More people than ever are living with HIV/AIDS in Minnesota due to both the introduction of new therapies that have slowed the progression of disease for many and, unfortunately, a sustained number of new infections diagnosed each year.

The HIV epidemic in Minnesota is driven by sexual exposure. Among men, MSM represent the primary mode of exposure. Among females, heterosexual contact accounts for the vast majority of living and new cases.

The HIV epidemic in Minnesota affects racial and ethnic minorities disproportionately, especially African Americans, who are over represented in every risk group. While the emerging epidemic among African-born persons seems to be leveling off, Minnesota continues to see an increasing number of living cases among foreign-born persons. These disparities have significant implications for both prevention and care activities.
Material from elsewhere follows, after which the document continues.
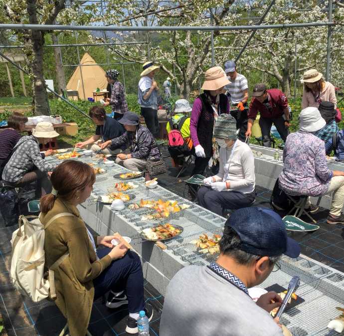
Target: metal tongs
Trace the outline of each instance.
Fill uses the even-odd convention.
[[[281,317],[282,314],[283,314],[283,312],[284,312],[284,310],[287,307],[288,302],[289,301],[290,297],[292,296],[292,294],[299,288],[300,283],[300,278],[298,276],[295,275],[292,278],[292,279],[290,280],[290,282],[289,282],[289,285],[288,286],[288,292],[287,292],[286,296],[284,297],[284,299],[282,302],[282,306],[281,306],[280,307],[280,309],[278,310],[278,311],[276,313],[275,317],[278,317],[279,318]]]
One of the success stories in HIV prevention is the reduction of perinatal transmission of HIV. While the number of births to HIV-positive women continues to increase, the rate of perinatal transmission has remained quite low (1.7 percent in 2010-2012).

Adolescents and young adults (ages 13-24) represent a small percentage of living cases however they have represented an increasing proportion of new cases in the past decade.

While HIV/AIDS continues to be geographically centered in the Twin Cities metropolitan area, injection drug users and heterosexual people living with HIV/AIDS appear to be more likely than other groups to live in Greater Minnesota than within the TGA.

Over the past decade the HIV epidemic in Minnesota has changed in several ways, both when looking at new infections and persons living with HIV/AIDS. The population living with HIV has become more racially, ethnically, culturally and linguistically diverse, which will pose additional challenges to both prevention and service providers. The success of antiretroviral medications has not only extended the life of those recently diagnosed, but also of those diagnosed long ago, which is reflected in the “aging” of those living with HIV/AIDS.